Was habe ich daraus gelernt?
Ziel:
Ressourcen sichtbar machen und Selbstwirksamkeit stärken.
Sternenmomente-Methode – Worum geht es?
Definition:
Bewusstes Wahrnehmen und Sammeln positiver Erlebnisse.
Ziel:
Aufmerksamkeit gezielt auf Ressourcen und positive Erfahrungen lenken.
Wirkung:
Mehr positive Emotionen
Mehr Optimismus
Mehr Wohlbefinden
„Learn it, Live it, Teach it, Embed it“ – Autoren und Bedeutung
Autoren:
Norrish et al. (2013)
Bedeutung:
Wohlbefinden sollte in Schulen auf vier Ebenen stattfinden:
Learn it
→ Wohlbefinden lernen
Live it
→ Wohlbefinden selbst erleben
Teach it
→ Wohlbefinden unterrichten
Embed it
→ Wohlbefinden in der Schulkultur verankern
Wie bearbeite ich eine Anwendungsaufgabe in der Klausur?
Problem erkennen
Was belastet die Person/Klasse?
Passende Theorie auswählen
Welche Theorie erklärt das Problem?
Theorie erklären
Autor + Jahr + Kernaussage nennen
Konkrete Maßnahme ableiten
Was würde ich im Unterricht tun?
Merksatz:
Problem → Theorie → Erklärung → Intervention
Wann verwende ich die Selbstbestimmungstheorie?
Autor:
Deci & Ryan (2000)
Bei:
geringer Motivation
Unsicherheit
sozialer Isolation
fehlender Mitbestimmung
Frage:
Welches Grundbedürfnis ist nicht erfüllt?
Autonomie
Kompetenz
Soziale Eingebundenheit
Mögliche Maßnahmen:
Prozesslob
Wahlmöglichkeiten
Gruppenarbeit
Erfolgserlebnisse schaffen
Wann verwende ich das PERMA-Modell?
Autor:
Martin Seligman (2011)
Bei:
geringem Wohlbefinden
fehlender Motivation
Sinnverlust
sozialen Problemen
Frage:
Welcher PERMA-Bereich fehlt?
P = Positive Emotion
E = Engagement
R = Relationships
M = Meaning
A = Accomplishment
Maßnahmen:
Dankbarkeitsübung
Flow fördern
Beziehungen stärken
Sinn verdeutlichen
Erfolgserlebnisse schaffen
Wann verwende ich das SD-R-Modell?
Autor:
Bakker, Demerouti & Sanz-Vergel (2023)
Bei:
Stress
Überforderung
Erschöpfung
Leistungsdruck
Frage:
Sind die Anforderungen höher als die Ressourcen?
Anforderungen:
Zeitdruck
Prüfungen
Konflikte
Ressourcen:
Unterstützung
Stärken
Kompetenzen
soziale Beziehungen
Maßnahme:
Ressourcen stärken oder Anforderungen reduzieren.

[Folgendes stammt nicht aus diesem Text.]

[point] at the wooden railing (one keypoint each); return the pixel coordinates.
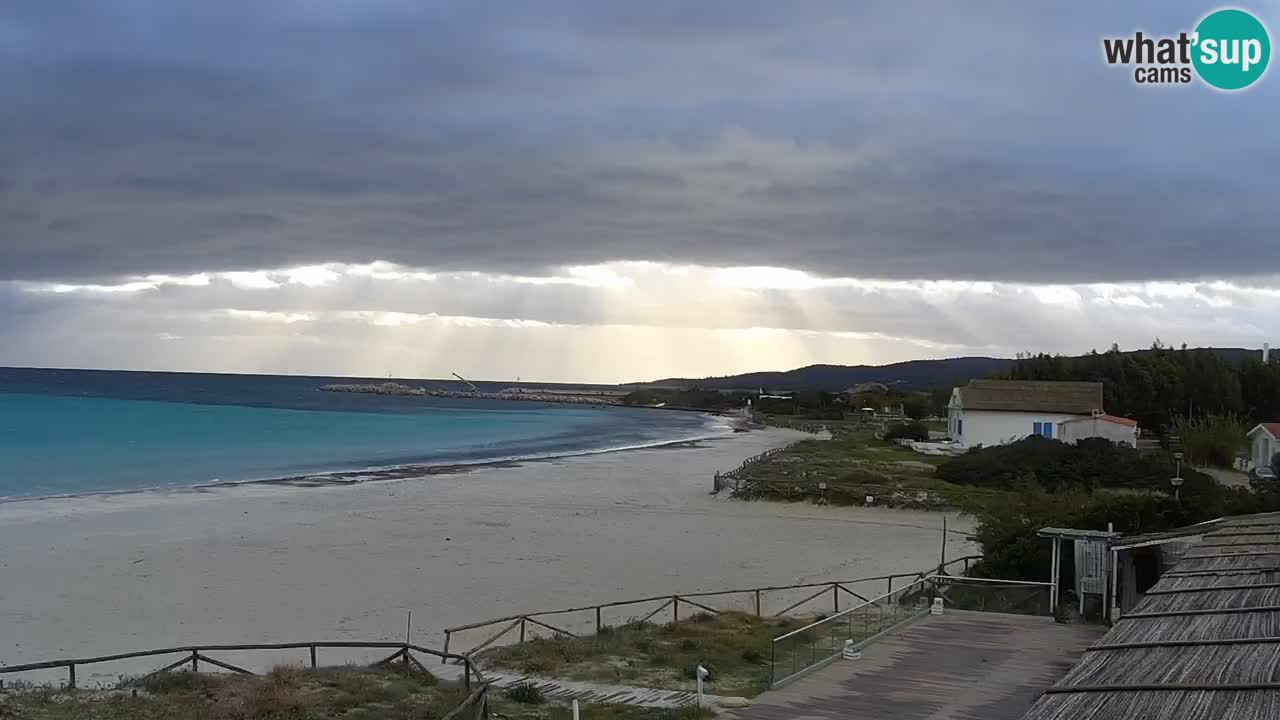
(730, 478)
(195, 655)
(836, 589)
(475, 707)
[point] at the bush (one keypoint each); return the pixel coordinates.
(1211, 440)
(526, 693)
(1057, 466)
(914, 429)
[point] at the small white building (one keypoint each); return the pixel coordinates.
(1264, 443)
(987, 413)
(1100, 424)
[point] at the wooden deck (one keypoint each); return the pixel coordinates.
(955, 666)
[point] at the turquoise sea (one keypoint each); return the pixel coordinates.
(73, 432)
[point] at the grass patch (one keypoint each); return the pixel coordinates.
(287, 692)
(526, 693)
(734, 646)
(291, 693)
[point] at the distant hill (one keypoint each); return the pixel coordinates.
(913, 374)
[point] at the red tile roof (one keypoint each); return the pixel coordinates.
(1115, 419)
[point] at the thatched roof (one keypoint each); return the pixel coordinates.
(1032, 396)
(1202, 645)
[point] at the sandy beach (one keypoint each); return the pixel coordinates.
(95, 575)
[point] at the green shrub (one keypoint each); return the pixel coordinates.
(526, 693)
(1211, 440)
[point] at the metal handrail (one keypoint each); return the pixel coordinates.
(676, 598)
(926, 579)
(196, 655)
(849, 611)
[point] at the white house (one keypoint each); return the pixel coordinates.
(1001, 411)
(1264, 443)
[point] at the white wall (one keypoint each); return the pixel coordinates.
(1097, 427)
(1264, 449)
(992, 427)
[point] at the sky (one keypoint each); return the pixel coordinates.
(612, 191)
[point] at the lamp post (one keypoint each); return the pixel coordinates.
(1176, 481)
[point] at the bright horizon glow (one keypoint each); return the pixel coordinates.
(611, 322)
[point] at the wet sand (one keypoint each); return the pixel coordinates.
(96, 575)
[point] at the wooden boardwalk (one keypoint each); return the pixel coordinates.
(956, 666)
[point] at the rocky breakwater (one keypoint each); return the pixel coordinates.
(531, 395)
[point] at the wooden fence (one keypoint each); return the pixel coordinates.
(730, 479)
(755, 597)
(195, 655)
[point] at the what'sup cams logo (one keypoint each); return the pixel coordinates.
(1229, 50)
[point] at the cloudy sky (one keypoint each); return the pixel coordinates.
(603, 190)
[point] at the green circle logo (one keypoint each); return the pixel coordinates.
(1232, 49)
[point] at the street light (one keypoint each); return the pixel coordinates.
(1176, 481)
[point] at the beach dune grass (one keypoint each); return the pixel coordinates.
(734, 646)
(854, 466)
(289, 692)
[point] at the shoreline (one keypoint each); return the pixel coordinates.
(385, 473)
(268, 564)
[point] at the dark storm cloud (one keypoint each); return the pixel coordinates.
(147, 136)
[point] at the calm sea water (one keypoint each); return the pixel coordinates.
(69, 432)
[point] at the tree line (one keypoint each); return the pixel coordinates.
(1162, 384)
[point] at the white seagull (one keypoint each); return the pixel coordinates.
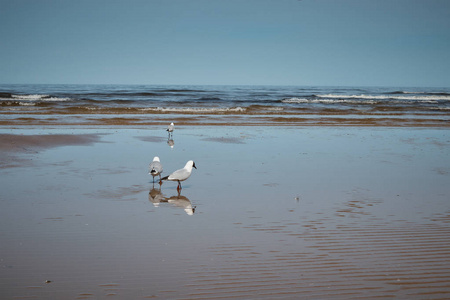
(170, 128)
(155, 168)
(181, 174)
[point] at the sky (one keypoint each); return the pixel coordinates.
(403, 43)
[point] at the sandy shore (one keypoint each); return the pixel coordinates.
(271, 213)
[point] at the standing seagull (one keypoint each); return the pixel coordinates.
(155, 168)
(181, 174)
(170, 128)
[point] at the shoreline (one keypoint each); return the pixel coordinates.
(270, 212)
(208, 120)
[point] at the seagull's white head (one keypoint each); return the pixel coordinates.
(189, 165)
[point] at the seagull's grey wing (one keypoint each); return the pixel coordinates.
(179, 175)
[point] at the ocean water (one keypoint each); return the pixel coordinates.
(144, 104)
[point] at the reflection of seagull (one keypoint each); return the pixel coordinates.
(155, 168)
(170, 128)
(155, 196)
(170, 142)
(183, 202)
(181, 174)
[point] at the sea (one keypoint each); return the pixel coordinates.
(68, 104)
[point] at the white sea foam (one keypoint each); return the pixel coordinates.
(430, 98)
(326, 101)
(37, 97)
(193, 110)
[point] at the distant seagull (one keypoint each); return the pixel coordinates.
(155, 168)
(170, 128)
(181, 174)
(171, 143)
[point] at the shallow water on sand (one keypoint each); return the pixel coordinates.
(270, 213)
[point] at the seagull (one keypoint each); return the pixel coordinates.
(181, 174)
(170, 128)
(155, 168)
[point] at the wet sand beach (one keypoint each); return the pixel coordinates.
(272, 212)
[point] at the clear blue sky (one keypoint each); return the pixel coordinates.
(279, 42)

Wann verwende ich die Flow-Theorie?
Autor:
Mihaly Csikszentmihalyi (1990)
Bei:
Langeweile
fehlendem Engagement
Unaufmerksamkeit
Frage:
Passen Anforderungen und Fähigkeiten zusammen?
Zu schwer:
→ Angst und Stress
Zu leicht:
→ Langeweile
Optimal:
→ Flow
Maßnahmen:
differenzierte Aufgaben
klare Ziele
passende Herausforderungen
Wann verwende ich Emotionsregulation?
Bei:
Prüfungsangst
Stress
Frustration
Ängstlichkeit
Drei Schritte:
Emotion wahrnehmen
Emotion akzeptieren
Emotion regulieren
Maßnahmen:
Atemübungen
Gefühle benennen
Neubewertung von Situationen
Wann verwende ich Need Crafting?
Autor:
Laporte et al. (2021)
Bei:
Orientierungslosigkeit
fehlender Motivation
geringem Selbstwert
Ziel:
Bedürfnisse aktiv gestalten.
Bereiche:
Autonomie
Kompetenz
soziale Eingebundenheit
Maßnahmen:
Stärken reflektieren
Ziele entwickeln
Beziehungen aufbauen
Welches Modell passt zu welchem Problem?
Geringes Selbstvertrauen
→ Selbstbestimmungstheorie
→ Kompetenz stärken
Soziale Isolation
→ Selbstbestimmungstheorie
→ PERMA (Relationships)
Prüfungsangst
→ Emotionsregulation
→ SD-R-Modell
Überforderung
→ SD-R-Modell
Langeweile / Unaufmerksamkeit
→ Flow-Theorie
→ PERMA (Engagement)
Fehlender Sinn
→ PERMA (Meaning)
Wie formuliere ich eine Theorieanwendung?
„Nach der Theorie von [Autor] ([Jahr]) liegt das Problem darin, dass ..."
„Dies zeigt sich daran, dass ..."
„Um diesen Bereich zu fördern, würde ich ..."
„Konkret könnte dies im Unterricht durch ... umgesetzt werden."
Beispiel:
„Nach der Selbstbestimmungstheorie von Deci und Ryan (2000) ist das Kompetenzbedürfnis der Schülerin nicht ausreichend erfüllt. Um dieses zu stärken, würde ich Prozesslob einsetzen und gezielt Erfolgserlebnisse ermöglichen."